Well, saw the last episode of Enterprise yesterday evening. Considering the dreck that made up a lot of Voyager, you have to wonder how bad Enterprise was doing to get cancelled. It's a little bit of a shame, the arc in season three with the threat of the Xindi about to destroy Earth was fairly satisfying and even exciting in some places, and some of the stories this season weren't too bad either, the advanced humans, the Vulcan story, the Klingons and Romulan arcs. But it was always difficult to care about what happened to any of the characters because they didn't really have any. And the last episode said it all, rope in some Next Generation cast in the hopes that'll improve things (and try to ignore the fact that Jonathan Frakes and Marina Sirtis have noticeably aged in the fifteen or so years since the episode this refers to occured, why not set their story after the last Next Gen film?), keep it normal length and cut out most of the emotionally charged scenes in favour of the crew talking about what they'll do when they leave Enterprise. And considering they've been together for ten years they seem both blissfully untroubled when one of them dies and happy to move on, which sounds like being crew on Enterprise was as boring for them as it was for us watching.

More to my tastes was Hinterland by David Barnett (UK, US). It's a very English story of a small-town newspaper writer who finds his world suddenly twisting away from under him. He's visiting strange bars on streets that don't exist, finding identical pictures at houses that have burned to the ground, remembering and then forgetting encounters with feral women as a child. While the town is gripped up in the frenzy of an archetypal 'big cat on the loose' story he's finding his world contracting under the pressure of paranoid conspiracy theorists and strange black cars that seem to be ever-present around town.
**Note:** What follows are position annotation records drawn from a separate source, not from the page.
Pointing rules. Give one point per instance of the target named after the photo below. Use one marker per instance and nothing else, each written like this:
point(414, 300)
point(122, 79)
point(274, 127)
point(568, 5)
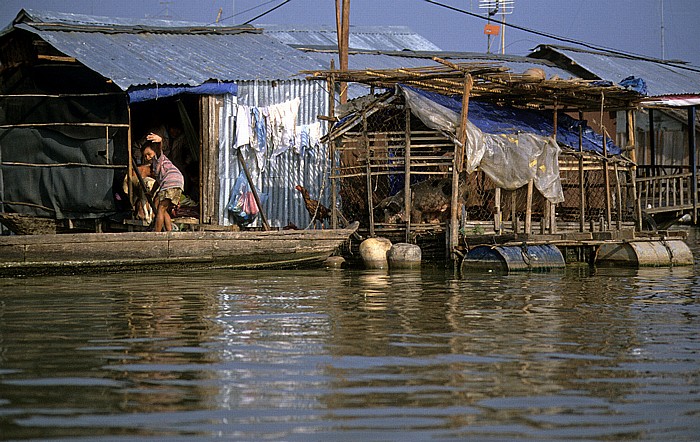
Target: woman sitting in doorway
point(169, 180)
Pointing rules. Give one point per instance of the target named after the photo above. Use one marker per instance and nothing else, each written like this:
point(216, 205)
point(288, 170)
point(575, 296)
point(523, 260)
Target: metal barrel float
point(656, 253)
point(513, 258)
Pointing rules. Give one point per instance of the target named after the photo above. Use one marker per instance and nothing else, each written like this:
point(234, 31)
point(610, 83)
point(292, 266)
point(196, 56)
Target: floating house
point(666, 125)
point(475, 152)
point(78, 92)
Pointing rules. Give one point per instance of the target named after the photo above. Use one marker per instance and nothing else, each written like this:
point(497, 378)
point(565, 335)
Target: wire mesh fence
point(383, 148)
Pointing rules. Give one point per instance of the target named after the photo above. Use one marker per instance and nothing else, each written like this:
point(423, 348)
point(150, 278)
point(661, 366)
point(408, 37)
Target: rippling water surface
point(353, 355)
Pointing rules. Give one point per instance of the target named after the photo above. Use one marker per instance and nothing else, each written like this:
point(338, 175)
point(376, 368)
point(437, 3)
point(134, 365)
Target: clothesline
point(272, 130)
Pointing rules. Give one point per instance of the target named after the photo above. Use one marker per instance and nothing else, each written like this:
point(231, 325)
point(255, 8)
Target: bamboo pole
point(497, 216)
point(581, 176)
point(528, 208)
point(552, 206)
point(407, 175)
point(241, 160)
point(342, 21)
point(49, 165)
point(513, 212)
point(618, 190)
point(692, 159)
point(129, 152)
point(457, 166)
point(15, 126)
point(331, 148)
point(368, 172)
point(606, 176)
point(631, 138)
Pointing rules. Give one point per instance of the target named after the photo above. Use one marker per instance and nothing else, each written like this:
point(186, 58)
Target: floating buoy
point(513, 258)
point(374, 252)
point(645, 254)
point(404, 256)
point(334, 262)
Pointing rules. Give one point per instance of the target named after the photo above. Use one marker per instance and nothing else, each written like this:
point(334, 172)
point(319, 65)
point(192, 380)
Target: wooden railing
point(664, 192)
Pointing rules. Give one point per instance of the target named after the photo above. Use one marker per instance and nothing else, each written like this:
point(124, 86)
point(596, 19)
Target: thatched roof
point(496, 83)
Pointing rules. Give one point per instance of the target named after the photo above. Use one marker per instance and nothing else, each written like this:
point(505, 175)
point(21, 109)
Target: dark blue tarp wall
point(495, 119)
point(153, 92)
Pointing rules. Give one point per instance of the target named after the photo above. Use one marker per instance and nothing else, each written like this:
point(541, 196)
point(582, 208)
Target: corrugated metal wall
point(284, 204)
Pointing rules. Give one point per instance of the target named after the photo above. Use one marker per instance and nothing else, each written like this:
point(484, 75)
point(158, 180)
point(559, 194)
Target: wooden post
point(130, 168)
point(552, 206)
point(528, 208)
point(581, 175)
point(497, 216)
point(632, 147)
point(606, 176)
point(514, 212)
point(692, 157)
point(652, 143)
point(368, 151)
point(618, 190)
point(457, 166)
point(342, 20)
point(256, 197)
point(331, 148)
point(407, 175)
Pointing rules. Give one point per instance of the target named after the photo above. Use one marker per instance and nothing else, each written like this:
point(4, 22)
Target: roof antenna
point(663, 44)
point(492, 8)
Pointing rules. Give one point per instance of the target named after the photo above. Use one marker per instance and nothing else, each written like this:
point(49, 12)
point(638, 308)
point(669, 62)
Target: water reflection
point(314, 355)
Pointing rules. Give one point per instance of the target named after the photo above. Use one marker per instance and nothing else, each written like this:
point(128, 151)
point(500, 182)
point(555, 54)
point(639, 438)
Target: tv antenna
point(494, 7)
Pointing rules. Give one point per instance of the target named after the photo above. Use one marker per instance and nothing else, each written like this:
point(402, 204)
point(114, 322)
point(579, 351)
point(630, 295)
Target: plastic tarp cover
point(154, 92)
point(510, 160)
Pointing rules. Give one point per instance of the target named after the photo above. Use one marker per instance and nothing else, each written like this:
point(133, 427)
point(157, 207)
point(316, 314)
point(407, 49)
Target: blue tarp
point(145, 93)
point(494, 119)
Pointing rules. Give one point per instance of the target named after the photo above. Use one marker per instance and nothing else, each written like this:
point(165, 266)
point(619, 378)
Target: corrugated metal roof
point(135, 56)
point(414, 59)
point(383, 38)
point(662, 78)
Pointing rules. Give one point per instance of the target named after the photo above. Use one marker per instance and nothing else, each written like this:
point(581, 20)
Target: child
point(170, 181)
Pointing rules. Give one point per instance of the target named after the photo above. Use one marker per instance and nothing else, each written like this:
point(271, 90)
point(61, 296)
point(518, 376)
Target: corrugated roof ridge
point(60, 21)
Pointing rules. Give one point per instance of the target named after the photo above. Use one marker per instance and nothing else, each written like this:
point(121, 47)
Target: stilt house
point(467, 149)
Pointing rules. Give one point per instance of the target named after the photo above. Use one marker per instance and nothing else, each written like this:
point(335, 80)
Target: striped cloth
point(167, 174)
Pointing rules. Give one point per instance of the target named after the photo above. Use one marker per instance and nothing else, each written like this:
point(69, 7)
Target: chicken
point(317, 211)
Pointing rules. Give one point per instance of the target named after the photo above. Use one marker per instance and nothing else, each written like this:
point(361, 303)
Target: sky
point(632, 26)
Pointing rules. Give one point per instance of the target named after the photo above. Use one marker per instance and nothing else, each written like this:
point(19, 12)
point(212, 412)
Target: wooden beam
point(407, 175)
point(331, 149)
point(457, 166)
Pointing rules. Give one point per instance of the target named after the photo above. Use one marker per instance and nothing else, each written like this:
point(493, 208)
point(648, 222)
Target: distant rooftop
point(663, 78)
point(382, 38)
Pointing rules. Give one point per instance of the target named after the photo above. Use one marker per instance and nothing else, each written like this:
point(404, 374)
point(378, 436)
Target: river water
point(579, 354)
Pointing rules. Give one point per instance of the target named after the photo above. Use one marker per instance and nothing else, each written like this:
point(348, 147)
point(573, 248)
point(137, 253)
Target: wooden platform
point(98, 252)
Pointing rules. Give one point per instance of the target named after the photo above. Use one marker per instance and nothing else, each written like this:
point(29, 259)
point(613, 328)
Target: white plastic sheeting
point(510, 160)
point(277, 178)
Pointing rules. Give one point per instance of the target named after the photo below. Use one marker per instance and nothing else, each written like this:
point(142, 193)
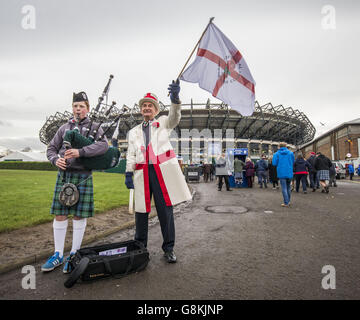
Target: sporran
point(69, 195)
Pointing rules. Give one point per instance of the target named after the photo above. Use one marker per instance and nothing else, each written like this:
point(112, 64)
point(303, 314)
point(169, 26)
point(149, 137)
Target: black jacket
point(311, 160)
point(322, 163)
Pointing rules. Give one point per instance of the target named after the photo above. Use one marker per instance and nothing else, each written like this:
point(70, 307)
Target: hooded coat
point(160, 153)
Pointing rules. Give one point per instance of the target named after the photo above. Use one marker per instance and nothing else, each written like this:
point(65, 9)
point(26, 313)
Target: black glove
point(174, 89)
point(128, 180)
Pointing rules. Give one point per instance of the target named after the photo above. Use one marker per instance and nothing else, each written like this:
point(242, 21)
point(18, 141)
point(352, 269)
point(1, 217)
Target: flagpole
point(187, 61)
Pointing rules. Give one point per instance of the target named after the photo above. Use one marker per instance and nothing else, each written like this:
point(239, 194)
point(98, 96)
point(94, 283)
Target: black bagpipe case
point(115, 259)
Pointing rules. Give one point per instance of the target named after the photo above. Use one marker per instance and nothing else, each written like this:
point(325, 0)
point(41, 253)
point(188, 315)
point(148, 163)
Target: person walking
point(222, 172)
point(249, 172)
point(261, 168)
point(284, 160)
point(301, 170)
point(314, 182)
point(207, 171)
point(152, 169)
point(273, 174)
point(332, 173)
point(322, 166)
point(72, 171)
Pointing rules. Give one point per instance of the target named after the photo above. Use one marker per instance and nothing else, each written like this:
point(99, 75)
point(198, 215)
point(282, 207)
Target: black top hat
point(81, 96)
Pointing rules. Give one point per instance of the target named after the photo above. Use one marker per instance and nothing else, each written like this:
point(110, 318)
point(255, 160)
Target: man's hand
point(174, 89)
point(128, 180)
point(71, 153)
point(61, 163)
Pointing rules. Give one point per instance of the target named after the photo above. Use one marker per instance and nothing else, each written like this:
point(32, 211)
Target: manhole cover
point(226, 209)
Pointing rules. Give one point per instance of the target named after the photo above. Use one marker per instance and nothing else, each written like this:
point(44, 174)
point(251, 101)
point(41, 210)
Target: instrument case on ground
point(115, 259)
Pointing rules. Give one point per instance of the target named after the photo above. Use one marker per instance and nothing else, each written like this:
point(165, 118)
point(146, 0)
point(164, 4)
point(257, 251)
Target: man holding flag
point(220, 69)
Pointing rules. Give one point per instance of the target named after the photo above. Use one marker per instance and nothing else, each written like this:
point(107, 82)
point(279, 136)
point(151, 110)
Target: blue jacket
point(284, 160)
point(261, 165)
point(301, 165)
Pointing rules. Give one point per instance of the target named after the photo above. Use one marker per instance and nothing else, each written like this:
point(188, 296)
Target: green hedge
point(27, 165)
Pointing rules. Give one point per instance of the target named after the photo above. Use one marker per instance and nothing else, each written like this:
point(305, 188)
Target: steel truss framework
point(53, 123)
point(268, 122)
It's a snappy little thing and well deserves to be turned into a film that somehow manages to miss the point.

Talking of which, I can only assume that Warner Brothers are, porbably rightly, completely convinced that everyone will be going to see Harry Potter and The Goblet of Fire already so they can put out a really bad promo for it. From the five or so seconds you actually see from the movie it does look as though it'll be good, I'll be interested to see how they've cut the novel down to fit it in.